Das Publikum war begeistert von der Idee, Dinge, die andere nicht mehr brauchen, wiederzubeleben. So mancher konnte gar nicht glauben, wie günstig die hochwertigen ReVital-Waren sind.
Nach der Energiesparmesse wurde das ReVital-Wohnimmer schließlich in den Hauserhof der OÖ. Landesregierung gebracht, wo sich die MitarbeiterInnen und der Parteienverkehr von der Qualität der ReVital-Möbel überzeugen können.
Ein besonderes Dankeschön an die Shops in Leonding und Eferding, die die Waren zur Verfügung gestellt haben!
Im Rückblick der letzten 3 Monate (Sep. bis Nov. 2009) konnten die ReVital Shop-Partner von erfreulich anhaltender Nachfrage nach ReVital Produkten berichten.
Vom Hausrat über die Kleinmöbel, bis zu den Sport- und Freizeitgeräten reichte die verkaufte Produktpalette.
Auch die Elektroaltgeräte - von der Waschmaschine bis zum kleinen Radio - wurden vermehrt nachgefragt. Die Partner in den Aufbereitungsbetrieben kommen mit der Arbeit teilweise nicht mehr nach.
Um das Interesse an ReVital-Produkten weiterhin bedienen zu können wurden zusätzliche Projektausweitungen realisiert. So wird die Vorsammlung in den Altstoffsammelzentren (ASZ) intensiviert. Bisher konnten bereits beträchtliche Sammelmengen verzeichnet werden wie die Tabelle zeigt. Zukünftig wird die Vorsammlung auf 25 (ASZ) ausgedehnt. Zusätzlich können in allen ASZ des Bezirkes Braunau Elektro- Klein & Großgeräte für die ReVital-Sammlung abgegeben werden.
Im Bereich der Aufbereitungsbetriebe werden mit Beginn nächsten Jahres weitere Kapazitäten beim Technoteam in Wels geschaffen (Aufstockung um plus 50 %!) und ein ähnliches Sozialprojekt in Braunau gestartet.
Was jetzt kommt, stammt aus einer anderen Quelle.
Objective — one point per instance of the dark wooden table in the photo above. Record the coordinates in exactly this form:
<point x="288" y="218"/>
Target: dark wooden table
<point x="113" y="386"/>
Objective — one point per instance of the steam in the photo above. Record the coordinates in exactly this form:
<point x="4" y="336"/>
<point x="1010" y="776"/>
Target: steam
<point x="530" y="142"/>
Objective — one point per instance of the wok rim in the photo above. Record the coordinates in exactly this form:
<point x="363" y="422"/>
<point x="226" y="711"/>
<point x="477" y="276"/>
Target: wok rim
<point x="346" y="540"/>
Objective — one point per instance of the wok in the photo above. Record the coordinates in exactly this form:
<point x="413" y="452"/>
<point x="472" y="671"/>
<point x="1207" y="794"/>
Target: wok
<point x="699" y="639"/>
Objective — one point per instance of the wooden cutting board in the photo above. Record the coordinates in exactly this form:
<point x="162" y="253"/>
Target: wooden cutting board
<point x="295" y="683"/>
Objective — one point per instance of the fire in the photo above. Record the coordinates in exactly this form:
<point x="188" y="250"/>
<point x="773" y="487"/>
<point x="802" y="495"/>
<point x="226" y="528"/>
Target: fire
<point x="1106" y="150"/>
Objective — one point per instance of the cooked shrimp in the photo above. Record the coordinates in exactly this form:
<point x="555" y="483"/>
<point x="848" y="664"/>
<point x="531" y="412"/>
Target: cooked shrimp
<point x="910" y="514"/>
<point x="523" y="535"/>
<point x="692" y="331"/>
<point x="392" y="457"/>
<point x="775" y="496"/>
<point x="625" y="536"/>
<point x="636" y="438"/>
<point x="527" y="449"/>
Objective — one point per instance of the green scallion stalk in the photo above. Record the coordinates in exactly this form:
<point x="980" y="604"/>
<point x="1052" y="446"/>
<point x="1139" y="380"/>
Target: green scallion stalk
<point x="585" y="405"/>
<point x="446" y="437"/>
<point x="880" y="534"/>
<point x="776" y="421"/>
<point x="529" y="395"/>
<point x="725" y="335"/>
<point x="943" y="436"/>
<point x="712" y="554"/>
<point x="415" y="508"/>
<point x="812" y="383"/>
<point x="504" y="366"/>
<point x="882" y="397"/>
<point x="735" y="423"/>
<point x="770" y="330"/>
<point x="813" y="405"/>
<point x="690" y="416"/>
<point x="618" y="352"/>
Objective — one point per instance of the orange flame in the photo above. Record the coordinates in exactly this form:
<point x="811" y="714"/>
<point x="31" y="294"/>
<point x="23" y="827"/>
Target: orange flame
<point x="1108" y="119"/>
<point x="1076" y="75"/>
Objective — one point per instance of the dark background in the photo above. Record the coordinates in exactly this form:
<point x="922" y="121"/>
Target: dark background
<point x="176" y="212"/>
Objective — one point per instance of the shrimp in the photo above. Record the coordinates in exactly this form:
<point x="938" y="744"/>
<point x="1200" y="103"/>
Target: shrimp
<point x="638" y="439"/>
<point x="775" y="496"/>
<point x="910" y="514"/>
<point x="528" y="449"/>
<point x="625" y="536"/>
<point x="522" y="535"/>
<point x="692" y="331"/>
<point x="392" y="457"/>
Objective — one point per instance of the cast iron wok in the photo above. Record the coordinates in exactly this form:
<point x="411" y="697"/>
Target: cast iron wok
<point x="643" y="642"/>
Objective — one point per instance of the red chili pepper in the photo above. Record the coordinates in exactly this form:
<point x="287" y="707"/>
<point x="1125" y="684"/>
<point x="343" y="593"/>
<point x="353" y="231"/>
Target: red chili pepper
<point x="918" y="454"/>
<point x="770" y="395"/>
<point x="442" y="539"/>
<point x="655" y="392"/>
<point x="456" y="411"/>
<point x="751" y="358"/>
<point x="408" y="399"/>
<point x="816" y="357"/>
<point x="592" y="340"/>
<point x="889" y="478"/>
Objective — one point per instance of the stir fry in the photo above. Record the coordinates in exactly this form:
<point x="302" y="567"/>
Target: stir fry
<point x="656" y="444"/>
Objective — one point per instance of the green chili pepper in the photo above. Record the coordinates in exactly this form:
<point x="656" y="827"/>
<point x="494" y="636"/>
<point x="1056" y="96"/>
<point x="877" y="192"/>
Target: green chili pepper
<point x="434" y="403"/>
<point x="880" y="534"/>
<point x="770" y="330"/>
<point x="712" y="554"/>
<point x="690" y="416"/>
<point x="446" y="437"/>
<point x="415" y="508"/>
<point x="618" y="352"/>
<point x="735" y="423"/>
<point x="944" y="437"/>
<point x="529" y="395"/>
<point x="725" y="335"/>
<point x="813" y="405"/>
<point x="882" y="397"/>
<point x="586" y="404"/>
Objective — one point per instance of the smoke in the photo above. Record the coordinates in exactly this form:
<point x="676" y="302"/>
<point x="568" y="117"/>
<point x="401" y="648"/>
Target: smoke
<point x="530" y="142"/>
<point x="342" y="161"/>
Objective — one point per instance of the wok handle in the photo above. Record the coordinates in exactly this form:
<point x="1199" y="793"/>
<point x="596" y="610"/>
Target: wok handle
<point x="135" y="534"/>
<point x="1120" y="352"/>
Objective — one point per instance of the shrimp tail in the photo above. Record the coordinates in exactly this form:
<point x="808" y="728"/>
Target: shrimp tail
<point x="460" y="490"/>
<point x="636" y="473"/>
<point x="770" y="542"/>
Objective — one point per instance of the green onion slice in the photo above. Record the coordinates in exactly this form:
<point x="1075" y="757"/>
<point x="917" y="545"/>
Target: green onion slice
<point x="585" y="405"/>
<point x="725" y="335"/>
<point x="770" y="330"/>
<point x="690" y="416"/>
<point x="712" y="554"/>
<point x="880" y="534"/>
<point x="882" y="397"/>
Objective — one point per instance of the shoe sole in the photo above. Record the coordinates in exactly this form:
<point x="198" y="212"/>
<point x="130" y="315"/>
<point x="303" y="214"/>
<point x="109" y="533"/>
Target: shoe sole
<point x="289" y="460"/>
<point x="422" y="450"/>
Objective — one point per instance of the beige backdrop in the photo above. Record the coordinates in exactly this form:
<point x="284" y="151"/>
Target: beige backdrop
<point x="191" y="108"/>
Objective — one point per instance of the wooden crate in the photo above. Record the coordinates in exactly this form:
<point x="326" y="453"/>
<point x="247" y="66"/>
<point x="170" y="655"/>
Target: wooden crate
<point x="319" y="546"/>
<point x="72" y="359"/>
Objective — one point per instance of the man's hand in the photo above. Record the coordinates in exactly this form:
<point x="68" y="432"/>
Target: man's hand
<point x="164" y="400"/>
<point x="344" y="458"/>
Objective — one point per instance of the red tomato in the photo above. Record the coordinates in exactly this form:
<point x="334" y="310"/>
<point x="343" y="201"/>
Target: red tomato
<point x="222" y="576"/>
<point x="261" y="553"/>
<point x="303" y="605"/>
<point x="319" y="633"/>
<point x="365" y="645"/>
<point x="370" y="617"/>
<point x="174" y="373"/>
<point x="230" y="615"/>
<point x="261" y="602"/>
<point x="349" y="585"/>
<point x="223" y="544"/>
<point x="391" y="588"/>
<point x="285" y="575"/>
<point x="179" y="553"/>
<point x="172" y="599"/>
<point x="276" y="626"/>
Dies sind die ersten neuen Arbeits- und Beschäftigungsplätze im Bereich der Aufbereitungs- und Reparaturbetriebe, die durch das ReVital-Projekt geschaffen werden konnten.
Allen Partner die an diesem Projekt mitwirken bzw selbiges unterstützen „Herzlichen Dank“, ein schönes Weihnachtsfest und ein erfolgreiches Jahr 2010.
Im Rahmen der Eröffnungsfeier des ReVital Partner shops der Volkshilfe in Eferding am 11. September konnten die Besucher bereits in der "ReVital-Ecke" nach qualitativen Produkten stöbern. Der BAV Eferding und die LAVU AG unterstützen die Vorsammlung wiederverwendbarer Waren in den ASZ. Ein äußerst attraktiver Neubau hat die Nachfrage zusätzlich angeregt.